How the Louvre Is Protecting Its Cultural Treasures Against Extreme Weather

Spurred by flooding linked to climate change, the Paris museum is relocating a third of its collection to a new conservation center

Louvre Conservation Center
The museum plans to store some 250,000 of its 620,000 artifacts at a new facility in Liévin. Rogers Stirk Harbour + Partners

The most-visited museum in the world is shipping away a third of its collection.

As Elaine Sciolino reports for the New York Times, the Musée de Louvre in Paris has spent the past 16 months transporting more than 100,000 of its 620,000 artifacts to a conservation center in the northern French commune of Liévin. Ultimately, the custom-made space, which opened in October 2019 after six years of planning, will serve as a safe haven for some 250,000 artworks previously threatened by flooding, according to a statement.

Home to such famous artworks as the Mona Lisa and Winged Victory of Samothrace, the Louvre sits on the right bank of the Seine—a precarious position given the river’s frequent flooding. In 2016, when heavy rainfall brought the Seine to its highest levels since 1982, the museum undertook a “round-the-clock, emergency operation” to move its cultural treasures from underground storage to safety, notes the Times.

A study conducted soon after the flooding found that climate change had increased the likelihood of Paris’ heavy rainfall almost twofold. The disaster forced the Louvre to close for four days and prompted staff to leave many items packed for rapid future evacuation, writes Ryan Waddoups for Surface magazine.

Seine River Bank Flooding Near Louvre
Rising waters flooded the banks of the Seine as recently as this month. An area near the Louvre is shown here on February 2. Edward Berthelot via Getty Images

Though the museum has had a flood risk prevention plan in place since 2002, the protocol does not allocate enough evacuation time to save all of the Louvre’s vulnerable holdings.

“The reality is that our museum is in a flood zone,” Louvre director Jean-Luc Martinez tells the Times. “You can’t just pick up and move marble sculptures around.”

Constructed at a cost of $73 million, the Louvre Conservation Center is designed to be the museum’s lifeline, housing hundreds of thousands of artifacts previously stored at more than 60 locations in and outside of Paris. Per the Louvre’s website, the 2.4-acre site includes six storage areas, a photography studio, workshop rooms and even a rooftop garden. Each of the concrete-walled storage vaults focuses on preserving a different type of object, from paintings to sculptures and metalworks.
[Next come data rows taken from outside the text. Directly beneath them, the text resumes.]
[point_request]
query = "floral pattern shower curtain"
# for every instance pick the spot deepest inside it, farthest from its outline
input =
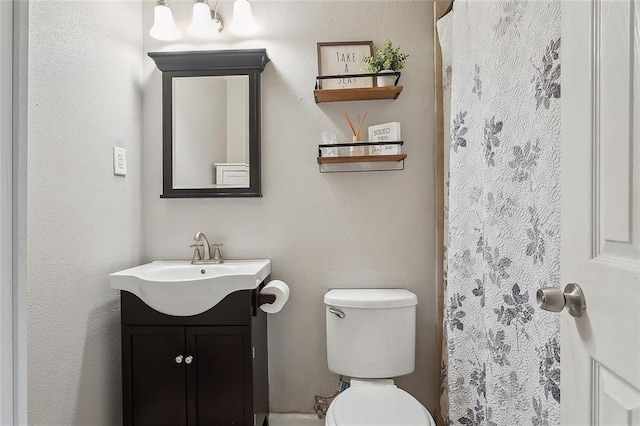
(501, 356)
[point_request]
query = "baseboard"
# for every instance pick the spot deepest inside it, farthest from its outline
(290, 419)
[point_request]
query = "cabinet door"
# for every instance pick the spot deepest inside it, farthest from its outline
(219, 377)
(154, 384)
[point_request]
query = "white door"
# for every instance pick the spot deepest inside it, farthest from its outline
(600, 178)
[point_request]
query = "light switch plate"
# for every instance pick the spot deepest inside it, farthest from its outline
(119, 161)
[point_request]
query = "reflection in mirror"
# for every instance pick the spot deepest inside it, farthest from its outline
(211, 137)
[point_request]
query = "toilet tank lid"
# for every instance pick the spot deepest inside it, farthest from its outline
(370, 298)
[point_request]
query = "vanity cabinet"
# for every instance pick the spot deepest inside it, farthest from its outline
(208, 369)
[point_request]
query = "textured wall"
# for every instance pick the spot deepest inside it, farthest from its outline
(83, 223)
(321, 231)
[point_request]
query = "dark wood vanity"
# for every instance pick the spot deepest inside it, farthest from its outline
(208, 369)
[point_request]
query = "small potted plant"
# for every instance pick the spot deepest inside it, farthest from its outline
(387, 60)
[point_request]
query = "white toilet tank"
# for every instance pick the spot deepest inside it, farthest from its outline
(371, 333)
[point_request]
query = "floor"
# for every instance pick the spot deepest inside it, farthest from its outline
(295, 420)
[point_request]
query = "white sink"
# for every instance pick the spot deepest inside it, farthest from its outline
(181, 289)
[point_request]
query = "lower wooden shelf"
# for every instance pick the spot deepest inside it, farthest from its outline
(361, 163)
(361, 159)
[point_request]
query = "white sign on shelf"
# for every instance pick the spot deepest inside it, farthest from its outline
(387, 132)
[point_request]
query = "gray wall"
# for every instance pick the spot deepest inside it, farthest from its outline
(85, 72)
(321, 231)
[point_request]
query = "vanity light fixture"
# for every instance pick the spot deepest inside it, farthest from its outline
(205, 23)
(164, 28)
(243, 22)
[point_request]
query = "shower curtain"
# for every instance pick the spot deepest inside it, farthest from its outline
(501, 355)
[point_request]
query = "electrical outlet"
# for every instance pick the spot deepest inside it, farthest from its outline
(119, 161)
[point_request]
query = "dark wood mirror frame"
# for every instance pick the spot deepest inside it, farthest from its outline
(250, 62)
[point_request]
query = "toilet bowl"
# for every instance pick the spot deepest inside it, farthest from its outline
(376, 404)
(370, 338)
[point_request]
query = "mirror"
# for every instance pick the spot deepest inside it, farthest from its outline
(211, 122)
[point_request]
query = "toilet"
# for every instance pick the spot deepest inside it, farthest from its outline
(371, 339)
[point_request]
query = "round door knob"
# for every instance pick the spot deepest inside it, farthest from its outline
(554, 300)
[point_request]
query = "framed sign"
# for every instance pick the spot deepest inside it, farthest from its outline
(340, 58)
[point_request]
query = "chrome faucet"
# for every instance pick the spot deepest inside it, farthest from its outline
(217, 257)
(204, 257)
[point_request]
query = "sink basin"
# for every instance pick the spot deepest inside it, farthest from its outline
(181, 289)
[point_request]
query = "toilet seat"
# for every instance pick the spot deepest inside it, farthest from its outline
(377, 406)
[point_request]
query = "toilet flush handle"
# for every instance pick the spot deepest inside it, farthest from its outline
(337, 312)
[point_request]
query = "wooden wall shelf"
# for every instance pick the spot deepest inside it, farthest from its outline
(359, 94)
(361, 159)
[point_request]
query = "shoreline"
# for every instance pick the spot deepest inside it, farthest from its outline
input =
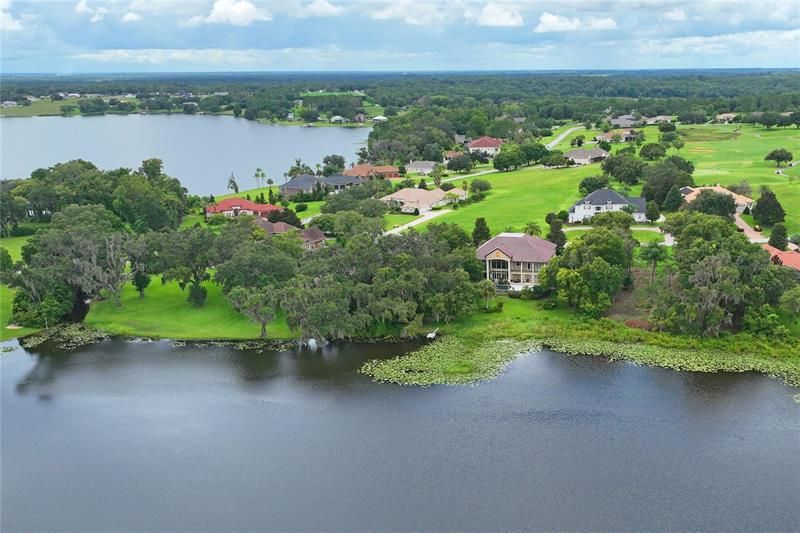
(452, 359)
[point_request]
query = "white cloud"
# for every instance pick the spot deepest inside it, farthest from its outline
(676, 14)
(321, 8)
(235, 12)
(496, 15)
(130, 16)
(7, 22)
(97, 14)
(411, 12)
(601, 23)
(548, 22)
(730, 43)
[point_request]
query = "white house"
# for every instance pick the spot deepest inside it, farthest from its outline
(515, 259)
(604, 200)
(582, 156)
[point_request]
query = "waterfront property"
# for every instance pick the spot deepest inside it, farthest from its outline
(233, 207)
(582, 156)
(742, 202)
(308, 183)
(487, 145)
(515, 259)
(416, 201)
(312, 237)
(365, 170)
(604, 200)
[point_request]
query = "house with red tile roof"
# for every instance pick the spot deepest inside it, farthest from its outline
(790, 259)
(233, 207)
(515, 259)
(487, 145)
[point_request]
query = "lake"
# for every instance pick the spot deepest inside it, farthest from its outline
(129, 436)
(201, 151)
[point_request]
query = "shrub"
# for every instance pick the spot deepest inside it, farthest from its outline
(197, 294)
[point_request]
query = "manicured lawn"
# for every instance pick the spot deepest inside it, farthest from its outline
(39, 108)
(165, 313)
(6, 301)
(643, 236)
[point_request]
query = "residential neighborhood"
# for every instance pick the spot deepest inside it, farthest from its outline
(513, 260)
(606, 200)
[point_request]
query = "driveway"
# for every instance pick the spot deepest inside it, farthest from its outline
(751, 234)
(424, 218)
(561, 137)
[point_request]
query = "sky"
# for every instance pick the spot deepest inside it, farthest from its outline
(84, 36)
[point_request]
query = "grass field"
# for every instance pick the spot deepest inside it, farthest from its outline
(643, 236)
(165, 313)
(520, 196)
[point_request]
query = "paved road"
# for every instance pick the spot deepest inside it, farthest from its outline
(561, 137)
(467, 176)
(424, 218)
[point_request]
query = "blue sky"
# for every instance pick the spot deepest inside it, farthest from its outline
(249, 35)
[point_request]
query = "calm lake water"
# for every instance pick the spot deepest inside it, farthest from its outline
(201, 151)
(132, 437)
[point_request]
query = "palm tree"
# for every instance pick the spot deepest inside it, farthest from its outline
(653, 252)
(533, 229)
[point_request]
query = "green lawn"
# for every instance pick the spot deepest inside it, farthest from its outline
(520, 196)
(391, 220)
(43, 107)
(643, 236)
(165, 313)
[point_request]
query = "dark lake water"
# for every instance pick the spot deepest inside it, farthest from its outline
(201, 151)
(145, 437)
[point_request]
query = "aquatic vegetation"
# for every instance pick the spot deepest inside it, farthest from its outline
(691, 360)
(66, 337)
(449, 360)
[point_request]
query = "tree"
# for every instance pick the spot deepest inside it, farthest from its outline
(332, 164)
(623, 168)
(778, 237)
(232, 185)
(533, 229)
(768, 210)
(479, 185)
(556, 235)
(673, 201)
(779, 155)
(480, 233)
(259, 176)
(714, 203)
(259, 304)
(652, 151)
(651, 211)
(653, 253)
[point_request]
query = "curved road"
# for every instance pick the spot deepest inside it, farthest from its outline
(561, 137)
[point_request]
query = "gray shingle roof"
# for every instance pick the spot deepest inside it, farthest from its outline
(609, 196)
(519, 247)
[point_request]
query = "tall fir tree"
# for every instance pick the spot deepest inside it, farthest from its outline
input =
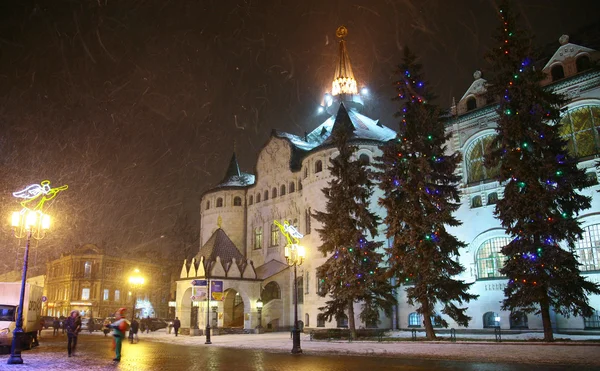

“The building is sited on well-draining subsoil; chalky sand over a layer of chalk bedrock,” John McElgunn of Rogers Stirk Harbour + Partners, the firm that designed the facility, tells Architectural Digest’s Nadja Sayej. “Everything is sized to deal with rainfall well in excess of the current historical records and future rainfall projections for the area.”

The Louvre Conservation Center
The new Louvre Conservation Center boasts a rooftop garden, research rooms and state-of-the-art storage vaults. Rogers Stirk Harbour + Partners

Additional protective features include a double-waterproofed roof with special leak detection technology, green lights that capture harmful bugs such as the common furniture beetle, and security systems programmed to shield artifacts from fire and terrorist attacks.

Just 70,000 or so of the Louvre’s 620,000 artifacts are on view at any given time, with 35,000 displayed at the Paris museum and the rest loaned to smaller regional museums across France, according to the Times. Though the majority of objects not on view will be moved to the conservation center, another 250,000 light-sensitive drawings, prints and manuscripts will remain at the Louvre, where they’ll be stored on a high floor to mitigate flood risk.

The center serves as more than just a storage space: As Surface notes, the facility is poised to become one of Europe’s biggest art research centers, attracting museum experts, academics and conservators alike.

“We are able to do deep research here, away from the hustle and bustle of Paris—and away from the worry of flooding,” Isabelle Hasselin, a senior curator at the Louvre, tells the Times. “What a relief.”